Session: 641. Chronic Lymphocytic Leukemias: Basic and Translational: Pathogenesis and Transformation
Hematology Disease Topics & Pathways:
Research, Lymphoid Leukemias, Antibody Therapy, apoptosis, Translational Research, CLL, B Cell lymphoma, Combination therapy, genomics, Diseases, Therapies, Lymphoid Malignancies, metabolism, Biological Processes, molecular biology
To develop PDXs, we xenotransplanted cryopreserved samples from 11 patients with CLL or clonally-related RT into immunocompromised NOD/SCID/gamma(c)(null) (NSG) mice subcutaneously. Once tumor engrafted, cells were collected and reinjected. This process was repeated several times (6 passages on average) until the generation of stable models. Under these conditions, we have generated two PDXs from peripheral blood primary samples of a RT (case 19) and CLL (case 12). Clonal relationship of the primary tumor with the PDXs was performed by flow cytometry analyses of CD19+/CD5+ population and detection of the rearrangement of the immunoglobulin heavy chain. Whole-genome sequencing (WGS) and bulk RNA-seq studies of primary CLL samples and PDXs (three different time points through PDX development) were performed. WGS revealed that the PDX of case 19 (RT) maintained the genetic alterations of the RT primary sample (NOTCH1, SF3B1, TP53 and CDKN2A/B) and acquired amplifications of MAP3K7, MYC and BCL2 leading to overexpression of the target genes, which were confirmed by fluorescence in situ hybridization (FISH) and/or western blot. Single cell RNA sequencing studies of these original cases (Nadeu F. et al. Nature Medicine in press) together with FISH confirmed that these alterations observed in PDX samples were already present in a minor subclone of the initial RT sample, indicating the heterogeneous genomic evolution of RT arising from preexisting small subclones.
In case 12, although the PDX was generated from a primary CLL sample carrying NOTCH1, MGA and XPO1 mutations, the engrafted subclone carried most genetic alterations acquired in the RT subclone expanding in the patient five months after sampling, including SF3B1 and SPEN alterations, among others. In addition, the RT subclone expanding in the PDX also harbored alterations in CARD11 and PIM1. The evolution of the CLL to RT in this PDX largely mimicked the trajectory of the RT observed in the patient.
RNA-seq analysis of these PDXs showed a similar expression profile as described in RT samples, characterized by a decrease of the B cell receptor (BCR) signaling and increase of the oxidative phosphorylation (OXPHOS) pathways. These results were validated by functional in vitro experiments. PDXs showed higher oxygen consumption at routine respiration and electron transfer system capacity than the parental samples and a reduction of BCR signaling determined by analysis of calcium flux. As both patients developed RT under ibrutinib treatment, we tested the effect of this drug in our PDXs and primary samples. We found than both PDXs were resistant to ibrutinib and no mutations in BTK or PLCG were detected. These findings are of special interest in case 12, because our PDX was primary resistant to ibrutinib and the original CLL sample was sensitive to the drug, suggesting that resistance to this drug may be acquired independently of its exposure. Finally, we observed that RT cells were resistant to venetoclax, but this resistance could be circumvented by the incubation of cells in combination with the OXPHOS inhibitor IACS-010759.

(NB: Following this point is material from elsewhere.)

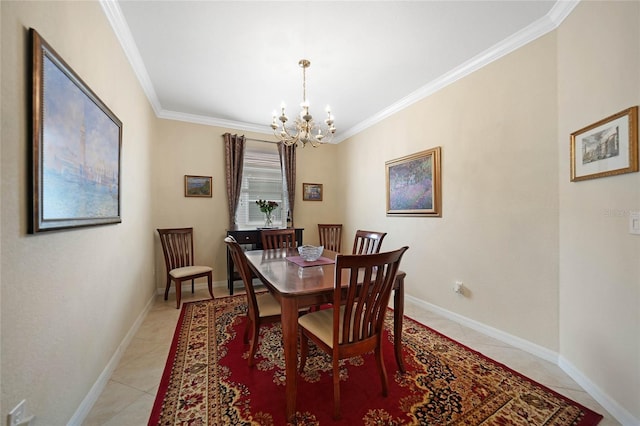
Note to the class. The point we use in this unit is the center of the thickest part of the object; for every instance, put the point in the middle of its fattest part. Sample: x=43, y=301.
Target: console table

These results highlight the molecular heterogeneity of CLL and RT and confirm that aggressive RT subclones might be present in early stages of the disease. We showed that PDX models represent a useful tool for studies of clonal evolution as they recapitulate the evolution of CLL towards RT. The OXPHOShigh-BCRlow signaling axis observed in RT could contribute to their low response to BCR inhibitors. We propose that targeting OXPHOS in combination with venetoclax might be a potential targeted therapy in RT patients. Altogether, these models will facilitate the development of new therapeutic opportunities for patients with RT.
Disclosures: No relevant conflicts of interest to declare.